To describe this overlap, the term “polycrisis” has entered everyday vocabulary - first popularised by the World Economic Forum. It captures the reality of multiple, interconnected challenges unfolding at once: social, environmental and economic. And one of the systems feeling this pressure most is our global food system.
Recent years offer clear examples. Between June and August 2023, record rainfall in parts of China destroyed tens of thousands of hectares of crops, including corn and rice. During the winter of 2023–24, England experienced its second-worst harvest on record, affecting wheat, spring barley, oats and oilseed rape, while France recorded its smallest soft wheat harvest in more than 40 years. In early 2024, severe drought across southern Africa - affecting countries including Zimbabwe, Zambia and Malawi - was declared a national disaster, with half of Zimbabwe’s maize crop lost. Later that year, droughts across the Amazon basin disrupted indigenous communities and agriculture, damaging thousands of crops and livestock and even lowering river levels enough to affect exports in Paraguay.
These events don’t just damage landscapes and livelihoods. Research increasingly shows that changing growing conditions affect not only how much food we produce, but also its nutritional density. Reduced yields can drive up food prices, increase reliance on imports and place greater strain on food security - particularly for already vulnerable populations.
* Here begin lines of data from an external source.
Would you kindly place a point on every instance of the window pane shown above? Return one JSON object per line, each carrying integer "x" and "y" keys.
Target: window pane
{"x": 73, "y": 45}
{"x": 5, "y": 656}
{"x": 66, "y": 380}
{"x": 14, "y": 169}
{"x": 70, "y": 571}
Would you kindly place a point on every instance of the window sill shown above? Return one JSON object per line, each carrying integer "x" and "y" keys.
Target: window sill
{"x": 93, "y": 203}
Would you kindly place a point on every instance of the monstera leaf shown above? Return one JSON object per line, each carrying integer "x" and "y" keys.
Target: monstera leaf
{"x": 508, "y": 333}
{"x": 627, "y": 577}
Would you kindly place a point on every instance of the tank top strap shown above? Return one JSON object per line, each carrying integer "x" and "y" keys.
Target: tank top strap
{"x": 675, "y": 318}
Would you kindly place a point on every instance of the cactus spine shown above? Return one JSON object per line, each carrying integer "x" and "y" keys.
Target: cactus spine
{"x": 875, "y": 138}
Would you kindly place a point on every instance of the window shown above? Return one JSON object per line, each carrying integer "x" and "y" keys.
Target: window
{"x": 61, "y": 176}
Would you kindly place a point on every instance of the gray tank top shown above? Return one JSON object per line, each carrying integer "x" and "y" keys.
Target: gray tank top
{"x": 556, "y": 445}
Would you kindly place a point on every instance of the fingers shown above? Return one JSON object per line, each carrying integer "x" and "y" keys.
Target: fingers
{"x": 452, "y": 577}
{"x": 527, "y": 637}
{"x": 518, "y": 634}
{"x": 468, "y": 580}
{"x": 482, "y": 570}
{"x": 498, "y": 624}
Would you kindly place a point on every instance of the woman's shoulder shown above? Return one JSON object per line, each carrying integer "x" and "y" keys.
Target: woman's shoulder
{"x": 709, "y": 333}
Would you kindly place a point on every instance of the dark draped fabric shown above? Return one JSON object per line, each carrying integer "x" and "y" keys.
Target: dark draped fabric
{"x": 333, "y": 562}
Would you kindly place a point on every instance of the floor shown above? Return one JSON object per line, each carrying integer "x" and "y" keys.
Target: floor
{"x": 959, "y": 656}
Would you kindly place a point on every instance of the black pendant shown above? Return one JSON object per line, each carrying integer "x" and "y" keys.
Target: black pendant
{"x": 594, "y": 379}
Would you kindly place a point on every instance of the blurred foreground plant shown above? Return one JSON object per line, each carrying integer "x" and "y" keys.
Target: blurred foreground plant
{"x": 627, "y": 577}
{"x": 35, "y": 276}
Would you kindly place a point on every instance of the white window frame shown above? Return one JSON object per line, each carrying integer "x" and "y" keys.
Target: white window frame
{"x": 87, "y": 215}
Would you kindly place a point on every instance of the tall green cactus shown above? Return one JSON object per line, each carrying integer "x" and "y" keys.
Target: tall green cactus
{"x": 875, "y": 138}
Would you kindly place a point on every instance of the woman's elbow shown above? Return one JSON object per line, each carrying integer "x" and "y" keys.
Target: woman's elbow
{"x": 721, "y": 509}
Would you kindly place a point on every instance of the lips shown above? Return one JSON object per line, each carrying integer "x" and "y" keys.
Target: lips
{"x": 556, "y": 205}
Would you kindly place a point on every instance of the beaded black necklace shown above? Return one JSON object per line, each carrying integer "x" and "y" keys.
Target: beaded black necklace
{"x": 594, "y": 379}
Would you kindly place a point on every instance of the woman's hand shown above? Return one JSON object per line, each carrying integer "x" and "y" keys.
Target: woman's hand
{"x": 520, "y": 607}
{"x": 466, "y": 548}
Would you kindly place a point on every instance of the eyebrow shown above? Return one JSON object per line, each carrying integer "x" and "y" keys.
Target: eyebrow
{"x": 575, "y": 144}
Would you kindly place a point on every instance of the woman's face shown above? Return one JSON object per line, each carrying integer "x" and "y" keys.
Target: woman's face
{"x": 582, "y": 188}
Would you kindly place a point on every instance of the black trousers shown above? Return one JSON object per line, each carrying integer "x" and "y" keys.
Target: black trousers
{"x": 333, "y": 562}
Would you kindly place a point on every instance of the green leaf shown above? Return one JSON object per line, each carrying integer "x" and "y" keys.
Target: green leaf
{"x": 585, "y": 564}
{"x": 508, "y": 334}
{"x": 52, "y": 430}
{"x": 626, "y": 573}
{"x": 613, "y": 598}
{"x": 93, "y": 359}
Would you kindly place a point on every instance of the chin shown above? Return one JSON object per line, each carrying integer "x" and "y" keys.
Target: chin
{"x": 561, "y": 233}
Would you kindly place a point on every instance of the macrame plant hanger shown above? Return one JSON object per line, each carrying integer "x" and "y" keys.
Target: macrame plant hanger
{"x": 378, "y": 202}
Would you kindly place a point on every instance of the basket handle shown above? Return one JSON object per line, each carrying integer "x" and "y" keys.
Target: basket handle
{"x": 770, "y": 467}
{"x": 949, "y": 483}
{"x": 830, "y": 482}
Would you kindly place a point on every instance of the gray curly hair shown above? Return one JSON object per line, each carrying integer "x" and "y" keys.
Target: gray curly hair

Staple ingredients many of us rely on are especially exposed: wheat, rice, coffee and cocoa which are all sensitive to shifts in temperature and rainfall, and may become less readily available in the future. As climate pressures reshape what grows (and where), rethinking the food we rely on may be one of the most practical ways to adapt, while keeping our diets affordable, nourishing and culturally rooted. One answer lies in revisiting ingredients that are already part of many traditional food cultures.
So, what alternatives to our everyday dishes exist around the world?
In parts of the Middle East, people have brewed qahwa al-tamir - a caffeine-free drink made from roasted date seeds - for centuries. Naturally sweet and nutty, it’s often blended with spices such as cardamom and reflects a long-standing use of locally available resources.
In South Asia, millets offer another example. These small-seeded grains were once dietary staples before being replaced during the Green Revolution by rice and wheat. Millets are highly nutritious, require less water, and thrive in hot, drought-prone conditions. Ground into flour, they can be used in rotis, flatbreads or porridges - making them a practical and resilient alternative to wheat.
Even cocoa, now increasingly affected by climate disruption, has potential substitutes. Across the Mediterranean and Middle East, carob has long been used as a sweet ingredient. The carob tree thrives in hot, arid climates with minimal water. Its pods can be ground or reduced into molasses - a dark, sweet syrup often drizzled over food or stirred into drinks.
None of this suggests that individuals can solve the ‘polycrisis’ alone. The largest responsibility lies with governments and corporations. But individual choices still matter. Exploring alternative ingredients, valuing traditional knowledge and supporting more resilient food systems are small but meaningful steps.